The world’s second-largest crypto trading platform FTX recently raised some eyebrows when it said its US affiliate will offer zero-commission equities trading. It is a pioneering move; Although we have seen some mainstream financial platforms and fintechs, including Robinhood, Block and Sofi, launch crypto wallets, trading or other services, FTX is the first crypto platform to into other kinds of financial services and assets.

The move makes sense, as with crypto trading volumes down among the recent market losses and volatility, it is smart for crypto trading platforms to explore other streams of revenue and ways to grow their user base. But, more importantly, in the long run, it signals the arrival of crypto as a more integrated part of the financial services sector, with many of today’s crypto-only platforms becoming one-stop shops for multiple services and asset classes.

Therefore, in order to not only survive the current market downturn but also to position themselves as more comprehensive financial service providers for the long term, crypto trading platforms need to make changes–or be left on the sidelines.

Offer more assets, including equities and futures

Although FTX continues to search for an equity-trading partner, and it remains unclear what kind of equity trading the platform will ultimately offer, the move should set an example for other crypto platforms.

Investors, including ordinary consumers and retail traders, areo holding both stocks and crypto. That means that platforms dedicated to crypto should add additional assets, like equities and futures, to meet more of their users’ needs. With the demand for equity investing already there, offering stocks is one of the most efficient ways to capture more value from existing users, while adding value to their services in the eyes of the users themselves.

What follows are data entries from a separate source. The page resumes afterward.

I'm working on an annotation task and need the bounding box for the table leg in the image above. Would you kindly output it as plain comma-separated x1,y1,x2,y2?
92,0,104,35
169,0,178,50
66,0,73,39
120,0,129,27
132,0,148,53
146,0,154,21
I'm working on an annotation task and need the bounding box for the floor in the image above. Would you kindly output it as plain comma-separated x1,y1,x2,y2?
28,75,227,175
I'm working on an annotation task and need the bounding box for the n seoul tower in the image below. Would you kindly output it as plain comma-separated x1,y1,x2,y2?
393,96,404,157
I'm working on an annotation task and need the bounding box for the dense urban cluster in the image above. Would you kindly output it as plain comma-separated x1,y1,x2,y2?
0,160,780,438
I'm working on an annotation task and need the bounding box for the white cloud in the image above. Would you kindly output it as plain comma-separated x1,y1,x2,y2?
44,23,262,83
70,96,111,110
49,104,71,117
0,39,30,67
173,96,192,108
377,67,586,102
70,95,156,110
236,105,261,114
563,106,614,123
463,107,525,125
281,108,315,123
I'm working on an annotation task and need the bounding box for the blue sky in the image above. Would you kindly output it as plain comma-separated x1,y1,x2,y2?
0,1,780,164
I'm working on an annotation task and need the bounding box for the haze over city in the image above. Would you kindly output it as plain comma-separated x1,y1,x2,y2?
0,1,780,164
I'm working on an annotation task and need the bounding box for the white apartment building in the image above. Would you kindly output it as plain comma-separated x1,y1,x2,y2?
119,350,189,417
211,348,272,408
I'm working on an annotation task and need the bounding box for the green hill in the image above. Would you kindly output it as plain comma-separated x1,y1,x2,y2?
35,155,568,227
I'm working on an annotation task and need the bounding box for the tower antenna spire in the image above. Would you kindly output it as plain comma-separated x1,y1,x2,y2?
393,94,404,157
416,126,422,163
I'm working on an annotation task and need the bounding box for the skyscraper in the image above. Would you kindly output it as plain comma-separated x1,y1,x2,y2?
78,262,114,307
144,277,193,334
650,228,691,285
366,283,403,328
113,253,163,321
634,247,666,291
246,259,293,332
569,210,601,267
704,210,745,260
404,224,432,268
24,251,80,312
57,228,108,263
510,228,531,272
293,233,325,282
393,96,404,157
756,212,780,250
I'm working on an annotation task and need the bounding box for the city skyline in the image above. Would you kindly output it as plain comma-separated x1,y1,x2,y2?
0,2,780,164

Platforms should view stocks and other assets not as competitors to crypto, but simply as part of the overall financial landscape they are helping their users access. A more diverse set of services reflects the rapidly-changing personal financial sector, especially as government bodies consider regulating crypto and more established big players—including Fidelity, which recently said it would offer bitcoin as part of its retirement saving plans—begin offering crypto and crypto-related services. Just as financial companies that resist crypto today are seen as falling behind, today’s crypto platforms that don’t offer other assets will also fall behind.

Embrace smart trading tools

Crypto trading platforms have been among the leaders in offering advanced trading tools to retail investors. Long used by institutions like hedge funds, advanced tools like algorithmic trading are key to helping investors navigate volatile markets. Academic studies have found that the volatility of crypto markets is especially suitable for algorithmic trading, and these can outperform traditional buy-and-hold strategies.

These advanced trading tools aim to not only offer higher returns but also provide convenient and personalized services for users, enabling them to automate trading and set risk levels of their choosing. Crypto platforms that want to remain relevant need to offer these advanced tools not just for cryptocurrencies, but also for other asset classes, like equities.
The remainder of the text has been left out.